By Cyndi Sommers, Assistant Curator of Decorative Arts
In the wonderful world of textiles, it is very unusual to see a quilt with as much documented history as the Appliquéd Tree of Life Quilt, which is why it is my favorite quilt in Telfair Museums’ collection and why I love to talk about it. The oldest documented quilt in the museum’s collection, this quilt is made in an appliqué style called Broderie Perse(Persian embroidery). Floral designs were carefully cut out and reapplied in intricate patterns to a plain muslin foundation. Broderie Perse became popular in America in the late 18th century when the only cotton fabric available was imported from India, and very expensive.

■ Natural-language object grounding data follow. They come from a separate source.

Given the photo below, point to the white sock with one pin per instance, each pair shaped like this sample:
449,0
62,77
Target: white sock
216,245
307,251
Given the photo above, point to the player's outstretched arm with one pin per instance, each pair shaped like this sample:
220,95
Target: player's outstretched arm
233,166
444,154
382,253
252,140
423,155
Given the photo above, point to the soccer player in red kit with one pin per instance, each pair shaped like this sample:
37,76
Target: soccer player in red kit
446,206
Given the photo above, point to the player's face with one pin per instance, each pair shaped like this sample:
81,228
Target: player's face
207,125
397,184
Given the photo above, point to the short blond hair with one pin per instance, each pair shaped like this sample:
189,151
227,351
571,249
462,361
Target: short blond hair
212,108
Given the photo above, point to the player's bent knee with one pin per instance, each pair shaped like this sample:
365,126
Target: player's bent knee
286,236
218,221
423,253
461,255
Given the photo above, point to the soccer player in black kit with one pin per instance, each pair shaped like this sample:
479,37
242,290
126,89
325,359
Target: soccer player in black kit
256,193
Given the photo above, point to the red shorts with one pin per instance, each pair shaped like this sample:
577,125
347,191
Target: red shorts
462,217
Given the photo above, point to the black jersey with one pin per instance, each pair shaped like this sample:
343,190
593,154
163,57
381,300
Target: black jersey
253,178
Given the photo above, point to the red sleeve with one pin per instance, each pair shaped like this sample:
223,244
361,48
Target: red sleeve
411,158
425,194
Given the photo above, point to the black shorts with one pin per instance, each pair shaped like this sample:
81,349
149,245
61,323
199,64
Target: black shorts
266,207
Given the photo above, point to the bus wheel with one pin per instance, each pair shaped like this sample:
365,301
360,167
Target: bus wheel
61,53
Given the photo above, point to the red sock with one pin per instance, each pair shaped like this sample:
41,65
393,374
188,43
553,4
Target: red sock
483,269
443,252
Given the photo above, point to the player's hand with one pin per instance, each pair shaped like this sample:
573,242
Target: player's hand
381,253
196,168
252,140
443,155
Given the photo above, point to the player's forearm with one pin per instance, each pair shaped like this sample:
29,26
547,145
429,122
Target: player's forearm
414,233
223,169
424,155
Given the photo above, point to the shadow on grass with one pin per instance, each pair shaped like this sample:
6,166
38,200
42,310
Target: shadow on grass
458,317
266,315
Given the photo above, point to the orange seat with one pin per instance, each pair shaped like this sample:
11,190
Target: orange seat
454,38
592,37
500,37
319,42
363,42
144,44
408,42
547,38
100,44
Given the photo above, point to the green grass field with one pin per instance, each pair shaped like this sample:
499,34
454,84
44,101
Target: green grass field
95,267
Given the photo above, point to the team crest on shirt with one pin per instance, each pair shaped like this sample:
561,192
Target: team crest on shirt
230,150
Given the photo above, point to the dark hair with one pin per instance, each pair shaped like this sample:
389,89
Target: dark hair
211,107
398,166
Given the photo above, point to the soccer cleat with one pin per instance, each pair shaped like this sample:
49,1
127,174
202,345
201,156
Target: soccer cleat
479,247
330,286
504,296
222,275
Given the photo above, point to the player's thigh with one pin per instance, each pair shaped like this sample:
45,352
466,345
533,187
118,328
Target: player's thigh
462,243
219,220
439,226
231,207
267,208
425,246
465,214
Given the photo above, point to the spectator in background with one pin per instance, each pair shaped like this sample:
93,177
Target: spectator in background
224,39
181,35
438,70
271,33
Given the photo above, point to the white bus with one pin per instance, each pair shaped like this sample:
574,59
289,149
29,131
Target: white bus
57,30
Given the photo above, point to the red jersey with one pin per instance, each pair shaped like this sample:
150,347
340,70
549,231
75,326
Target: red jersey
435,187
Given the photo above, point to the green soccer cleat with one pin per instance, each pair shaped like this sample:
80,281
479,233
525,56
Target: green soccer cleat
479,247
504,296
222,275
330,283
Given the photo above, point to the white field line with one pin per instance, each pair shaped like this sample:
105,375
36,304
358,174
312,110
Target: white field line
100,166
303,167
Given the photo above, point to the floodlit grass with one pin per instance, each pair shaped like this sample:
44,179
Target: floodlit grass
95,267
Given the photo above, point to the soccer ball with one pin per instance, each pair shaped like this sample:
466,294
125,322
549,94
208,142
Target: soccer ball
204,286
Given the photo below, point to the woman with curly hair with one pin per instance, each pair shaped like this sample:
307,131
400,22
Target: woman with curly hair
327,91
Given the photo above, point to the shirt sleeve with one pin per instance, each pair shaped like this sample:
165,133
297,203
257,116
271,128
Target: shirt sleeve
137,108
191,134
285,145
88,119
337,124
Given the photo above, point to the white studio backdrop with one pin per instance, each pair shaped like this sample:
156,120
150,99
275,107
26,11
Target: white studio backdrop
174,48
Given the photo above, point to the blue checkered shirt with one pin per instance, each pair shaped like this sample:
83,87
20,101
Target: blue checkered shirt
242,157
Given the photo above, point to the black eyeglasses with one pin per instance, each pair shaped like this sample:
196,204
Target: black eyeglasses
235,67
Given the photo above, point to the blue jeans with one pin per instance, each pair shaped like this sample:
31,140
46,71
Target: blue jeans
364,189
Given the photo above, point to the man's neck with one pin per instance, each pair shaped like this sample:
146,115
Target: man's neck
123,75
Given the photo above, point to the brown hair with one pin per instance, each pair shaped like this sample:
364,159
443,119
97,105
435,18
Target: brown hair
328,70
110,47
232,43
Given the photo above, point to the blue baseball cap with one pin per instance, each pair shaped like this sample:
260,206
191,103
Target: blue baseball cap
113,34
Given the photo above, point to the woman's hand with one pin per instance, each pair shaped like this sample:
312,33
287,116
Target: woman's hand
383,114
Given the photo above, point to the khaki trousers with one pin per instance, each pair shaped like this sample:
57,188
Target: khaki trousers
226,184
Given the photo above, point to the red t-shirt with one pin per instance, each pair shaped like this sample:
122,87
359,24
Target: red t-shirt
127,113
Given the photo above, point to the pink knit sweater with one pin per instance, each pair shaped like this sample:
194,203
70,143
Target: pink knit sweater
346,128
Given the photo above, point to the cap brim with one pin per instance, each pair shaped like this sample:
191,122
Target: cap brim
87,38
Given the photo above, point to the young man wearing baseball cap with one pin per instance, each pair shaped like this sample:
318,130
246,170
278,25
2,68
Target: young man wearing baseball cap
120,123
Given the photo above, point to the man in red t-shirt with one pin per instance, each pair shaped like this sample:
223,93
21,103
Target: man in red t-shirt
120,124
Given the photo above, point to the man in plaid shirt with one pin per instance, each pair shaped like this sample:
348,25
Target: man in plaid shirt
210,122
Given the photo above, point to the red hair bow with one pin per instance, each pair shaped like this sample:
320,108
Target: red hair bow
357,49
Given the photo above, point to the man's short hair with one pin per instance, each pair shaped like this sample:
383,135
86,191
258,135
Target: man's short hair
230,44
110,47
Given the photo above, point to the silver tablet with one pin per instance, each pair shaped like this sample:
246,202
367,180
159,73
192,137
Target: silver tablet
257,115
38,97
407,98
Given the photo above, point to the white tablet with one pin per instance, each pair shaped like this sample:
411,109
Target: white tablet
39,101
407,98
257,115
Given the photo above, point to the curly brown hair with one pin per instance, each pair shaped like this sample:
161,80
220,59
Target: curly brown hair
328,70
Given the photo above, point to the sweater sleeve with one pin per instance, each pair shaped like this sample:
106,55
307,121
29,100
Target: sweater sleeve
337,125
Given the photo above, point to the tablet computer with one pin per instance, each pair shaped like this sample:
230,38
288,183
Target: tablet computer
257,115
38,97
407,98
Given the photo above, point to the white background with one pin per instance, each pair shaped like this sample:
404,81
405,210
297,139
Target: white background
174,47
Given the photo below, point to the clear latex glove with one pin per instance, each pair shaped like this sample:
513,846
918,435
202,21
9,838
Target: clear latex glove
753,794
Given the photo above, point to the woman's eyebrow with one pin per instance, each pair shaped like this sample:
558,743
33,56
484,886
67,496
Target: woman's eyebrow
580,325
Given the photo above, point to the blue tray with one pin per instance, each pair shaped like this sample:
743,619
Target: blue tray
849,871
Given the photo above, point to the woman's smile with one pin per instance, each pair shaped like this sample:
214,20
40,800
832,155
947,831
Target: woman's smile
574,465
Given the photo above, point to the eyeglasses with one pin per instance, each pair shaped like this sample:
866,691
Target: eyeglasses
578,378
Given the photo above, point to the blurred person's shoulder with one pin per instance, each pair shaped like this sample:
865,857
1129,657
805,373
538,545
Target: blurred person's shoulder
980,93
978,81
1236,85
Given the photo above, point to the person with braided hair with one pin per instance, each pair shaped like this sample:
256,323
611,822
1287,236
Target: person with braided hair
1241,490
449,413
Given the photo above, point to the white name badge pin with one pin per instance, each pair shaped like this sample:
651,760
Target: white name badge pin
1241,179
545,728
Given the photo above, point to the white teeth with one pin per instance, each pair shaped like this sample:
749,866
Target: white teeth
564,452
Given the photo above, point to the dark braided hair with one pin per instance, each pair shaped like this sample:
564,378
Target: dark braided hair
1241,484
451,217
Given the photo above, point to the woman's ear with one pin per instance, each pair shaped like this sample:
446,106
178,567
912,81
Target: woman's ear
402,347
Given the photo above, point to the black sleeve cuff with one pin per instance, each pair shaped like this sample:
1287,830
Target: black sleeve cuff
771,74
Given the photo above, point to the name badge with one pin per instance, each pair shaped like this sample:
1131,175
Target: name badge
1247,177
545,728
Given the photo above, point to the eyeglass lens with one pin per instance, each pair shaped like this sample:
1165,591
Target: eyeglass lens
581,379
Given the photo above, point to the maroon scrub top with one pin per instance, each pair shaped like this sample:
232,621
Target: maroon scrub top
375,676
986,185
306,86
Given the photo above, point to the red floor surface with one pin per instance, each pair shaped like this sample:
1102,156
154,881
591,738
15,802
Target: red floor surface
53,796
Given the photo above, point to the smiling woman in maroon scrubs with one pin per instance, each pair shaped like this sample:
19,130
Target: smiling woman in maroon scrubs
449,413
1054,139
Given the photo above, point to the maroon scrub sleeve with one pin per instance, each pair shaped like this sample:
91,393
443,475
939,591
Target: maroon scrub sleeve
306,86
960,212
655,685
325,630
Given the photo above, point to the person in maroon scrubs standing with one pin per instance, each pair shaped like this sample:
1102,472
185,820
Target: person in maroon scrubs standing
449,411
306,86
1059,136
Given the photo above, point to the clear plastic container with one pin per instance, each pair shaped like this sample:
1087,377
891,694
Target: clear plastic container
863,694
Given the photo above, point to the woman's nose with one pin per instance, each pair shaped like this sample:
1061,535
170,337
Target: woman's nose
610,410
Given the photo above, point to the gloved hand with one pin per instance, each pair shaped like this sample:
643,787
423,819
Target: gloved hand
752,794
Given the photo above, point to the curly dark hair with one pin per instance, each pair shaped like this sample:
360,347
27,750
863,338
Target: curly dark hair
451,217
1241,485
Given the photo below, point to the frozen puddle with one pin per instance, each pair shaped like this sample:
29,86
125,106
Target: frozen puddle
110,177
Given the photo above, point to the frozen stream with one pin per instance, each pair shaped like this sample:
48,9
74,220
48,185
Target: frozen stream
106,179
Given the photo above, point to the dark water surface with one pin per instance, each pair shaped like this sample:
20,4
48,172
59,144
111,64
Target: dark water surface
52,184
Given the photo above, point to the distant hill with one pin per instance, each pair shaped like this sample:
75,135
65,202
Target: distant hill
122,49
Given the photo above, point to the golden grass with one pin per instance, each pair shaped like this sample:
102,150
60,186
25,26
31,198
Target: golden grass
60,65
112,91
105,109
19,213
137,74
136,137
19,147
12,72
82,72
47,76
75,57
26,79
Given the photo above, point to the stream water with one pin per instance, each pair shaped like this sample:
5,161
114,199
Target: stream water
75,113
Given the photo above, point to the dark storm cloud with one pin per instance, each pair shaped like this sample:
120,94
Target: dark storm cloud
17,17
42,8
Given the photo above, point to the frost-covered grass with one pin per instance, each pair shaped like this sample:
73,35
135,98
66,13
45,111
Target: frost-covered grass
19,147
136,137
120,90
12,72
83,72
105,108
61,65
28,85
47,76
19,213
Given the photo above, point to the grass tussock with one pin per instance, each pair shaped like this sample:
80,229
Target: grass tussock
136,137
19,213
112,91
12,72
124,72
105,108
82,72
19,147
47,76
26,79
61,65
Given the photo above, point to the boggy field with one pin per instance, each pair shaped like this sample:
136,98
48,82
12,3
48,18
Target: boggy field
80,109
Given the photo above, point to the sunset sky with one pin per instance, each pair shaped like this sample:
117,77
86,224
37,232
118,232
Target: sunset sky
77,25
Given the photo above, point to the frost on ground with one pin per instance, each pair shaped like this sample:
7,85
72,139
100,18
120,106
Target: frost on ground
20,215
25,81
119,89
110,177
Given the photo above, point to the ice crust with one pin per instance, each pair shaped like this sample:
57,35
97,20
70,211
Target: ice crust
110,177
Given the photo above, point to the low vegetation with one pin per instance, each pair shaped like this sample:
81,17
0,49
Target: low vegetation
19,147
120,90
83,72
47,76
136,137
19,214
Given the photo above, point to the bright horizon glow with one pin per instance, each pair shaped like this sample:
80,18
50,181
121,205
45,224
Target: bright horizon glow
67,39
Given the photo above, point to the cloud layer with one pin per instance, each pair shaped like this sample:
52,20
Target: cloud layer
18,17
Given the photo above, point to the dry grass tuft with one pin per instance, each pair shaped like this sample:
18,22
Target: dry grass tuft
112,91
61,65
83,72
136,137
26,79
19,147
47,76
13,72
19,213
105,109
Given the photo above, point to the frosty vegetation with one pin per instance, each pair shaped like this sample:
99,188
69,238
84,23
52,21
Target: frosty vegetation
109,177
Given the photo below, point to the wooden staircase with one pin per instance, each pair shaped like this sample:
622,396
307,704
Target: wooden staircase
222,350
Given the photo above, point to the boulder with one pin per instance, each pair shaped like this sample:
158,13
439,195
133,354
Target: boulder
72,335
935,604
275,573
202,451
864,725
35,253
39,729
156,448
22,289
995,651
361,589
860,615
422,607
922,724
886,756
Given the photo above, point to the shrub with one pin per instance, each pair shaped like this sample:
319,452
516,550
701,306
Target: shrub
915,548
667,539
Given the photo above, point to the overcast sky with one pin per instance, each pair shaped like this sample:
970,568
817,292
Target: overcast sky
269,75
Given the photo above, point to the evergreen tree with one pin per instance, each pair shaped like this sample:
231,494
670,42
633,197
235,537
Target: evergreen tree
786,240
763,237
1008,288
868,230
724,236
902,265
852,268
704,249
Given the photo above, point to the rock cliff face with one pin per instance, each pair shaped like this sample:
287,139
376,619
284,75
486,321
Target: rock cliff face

Mary Elizabeth Clayton Miller, the creator of this quilt, was born in Halifax, North Carolina in 1774. Her father, Andrew Miller, was a Scottish immigrant with loyalist leanings during the American Revolution. After the war, the U.S. government seized his property, but her widowed mother Elizabeth Blount Miller sued to regain it. In 1799, Mary Elizabeth married William Taylor and the newlyweds moved to Savannah.
Mr. Taylor owned considerable property in Savannah, including a wharf. He was a merchant whose name appears frequently in midcentury Savannah newspapers. The family owned enslaved people, and it can be assumed they were quite affluent. Mary Elizabeth was active in charity work, including the Bethesda Orphan House (for boys), and in 1801 founded the Savannah Female Orphan Asylum. She also had the leisure time to create beautiful quilts from imported fabrics purchased solely for that purpose.
In her version of the Tree of Life design, Mary Elizabeth Taylor chose a clump of hollyhocks as the central motif. She used tiny buttonhole stitches to sew her glazed chintz pieces onto the background. The cross-stitched inscription below the hollyhocks reads
“William Taylor From his Grand Mother 1824.”
Mary and William had two children, Alexander Miller Taylor and Elizabeth Ann Taylor Goodwin. Alexander married Julia Clark and their two sons, William Taylor and Alexander Clark Taylor, were both born in Newark, New Jersey. This quilt was made for the first grandson, William, and is dated two years after his birth. After the death of her husband, Mary Elizabeth lived with her daughter at the corner of Montgomery and Broughton streets in Savannah. She died in 1846 and is buried in Savannah’s Laurel Grove Cemetery.
Two similar chintz quilts made by Mary Elizabeth Taylor survive, one made for her son Alexander, and another for her second grandson Alexander. They are both in the collection of the Museum of Early Southern Decorative Arts in Winston-Salem, North Carolina.